アゴタ・クリストフは「悪童日記」で有名な亡命ハンガリー人作家で、読書好きには有名。もういい年だとわかっていたし、新作がバンバン出る作家でもなかったし、それほど興味があると思ってなかったんだけど、亡くなったと聞いて、他のいろんな訃報があるにも関わらず、彼女のことばかり気になった。どうやら好きだったみたい。




というわけで戯曲集「怪物」と「伝染病」を読んだ。それぞれ5編、4編の短編戯曲が収められている。戯曲は小説とは違って、不条理や、現実から浮遊したようなものが多い。書かれた年代としては70年代から80年代で、悪童日記よりだいぶん前になる。

「怪物」と「贖い」「ジョンとジョー」「星々を怖れよ」はもともと好きで、相変わらずいいなあと思って読んだ。「エレベーターの鍵」はゾッとするというか、こういうの苦手で気持ち悪くなってしまう。昔はあまりピンと来なかった「道路」「鼠が通る」「伝染病」「灰色の女あるいは最後の客」も、新しい発見があって、面白く読めた。

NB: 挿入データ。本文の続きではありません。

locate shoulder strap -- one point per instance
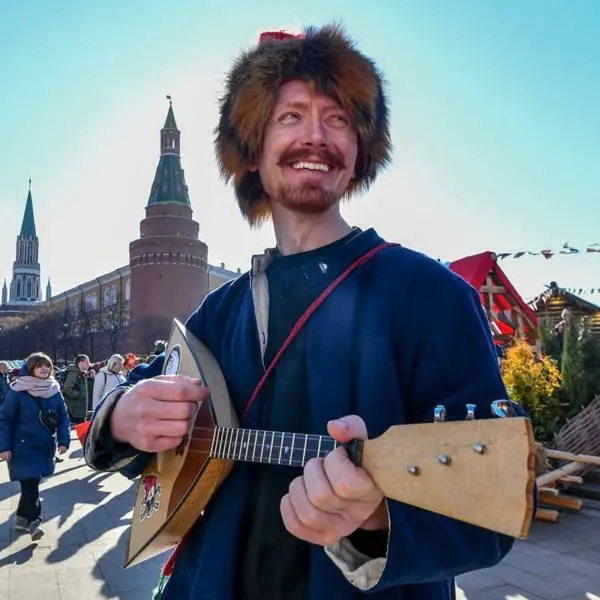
(309, 312)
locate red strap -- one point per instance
(309, 312)
(168, 568)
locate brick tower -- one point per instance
(169, 275)
(25, 285)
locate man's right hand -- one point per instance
(155, 414)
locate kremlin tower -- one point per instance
(169, 271)
(25, 285)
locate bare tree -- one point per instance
(115, 321)
(90, 326)
(10, 346)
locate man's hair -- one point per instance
(80, 358)
(328, 59)
(38, 359)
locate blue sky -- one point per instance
(495, 122)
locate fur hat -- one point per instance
(325, 56)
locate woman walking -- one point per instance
(108, 378)
(33, 419)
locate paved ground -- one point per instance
(87, 513)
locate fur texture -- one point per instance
(327, 58)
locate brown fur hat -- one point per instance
(327, 58)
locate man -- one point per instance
(4, 387)
(75, 388)
(304, 124)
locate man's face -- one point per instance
(309, 150)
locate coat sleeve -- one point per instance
(98, 390)
(8, 413)
(457, 366)
(69, 386)
(101, 451)
(64, 428)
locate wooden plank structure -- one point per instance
(549, 305)
(508, 314)
(553, 485)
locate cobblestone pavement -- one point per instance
(87, 513)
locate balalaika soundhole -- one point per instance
(489, 462)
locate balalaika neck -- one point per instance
(276, 447)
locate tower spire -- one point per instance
(25, 285)
(169, 180)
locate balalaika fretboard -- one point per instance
(275, 447)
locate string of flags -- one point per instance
(547, 253)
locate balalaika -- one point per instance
(477, 471)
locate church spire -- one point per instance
(169, 180)
(25, 284)
(28, 224)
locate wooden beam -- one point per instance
(546, 514)
(493, 289)
(571, 479)
(583, 458)
(546, 478)
(549, 491)
(562, 502)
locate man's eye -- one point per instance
(288, 118)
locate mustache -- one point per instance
(305, 154)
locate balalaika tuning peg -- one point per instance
(503, 408)
(439, 414)
(471, 412)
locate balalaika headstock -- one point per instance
(480, 471)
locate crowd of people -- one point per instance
(39, 403)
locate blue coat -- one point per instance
(400, 336)
(32, 446)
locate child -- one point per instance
(32, 417)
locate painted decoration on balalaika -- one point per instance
(173, 361)
(419, 464)
(152, 489)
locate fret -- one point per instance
(280, 448)
(271, 446)
(226, 442)
(304, 451)
(215, 444)
(262, 446)
(221, 440)
(254, 447)
(247, 443)
(212, 446)
(237, 434)
(292, 450)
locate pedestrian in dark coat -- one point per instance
(33, 420)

とくに「怪物」は、未知の怪物と原始的な部族の物語で、もともと好きだったのだけど、いま読むと非常に身につまされる。以前は怪物を政治的、文明的な文脈で怪物を捉えたけど、いまとなっては原発としか思えない。しかも劇中での怪物は突然現れているが、現実の怪物は人間が自らつくり出してしまったのだ。あまり書くとネタバレになってしまうので、このへんで。

いま上演するなら「怪物」しかない。

翻訳をされてる堀茂樹さんがTwitterにいらっしゃいますよ。
http://twitter.com/hori_shigeki

「悪童日記」を翻訳して出版社に直接持ち込んで出版に漕ぎ着けた方です。いま日本語でアゴタ・クリストフの作品群が読めるのは堀さんのおかげです。しかも、戯曲集は(後書きによれば、なので今は違うかもしれませんが)フランス語でも発売されてないそうなので、日本語でしか出版されてないそうです。ウッヒャーそんなことあるの、て感じですよね。堀さん、ありがとうございます。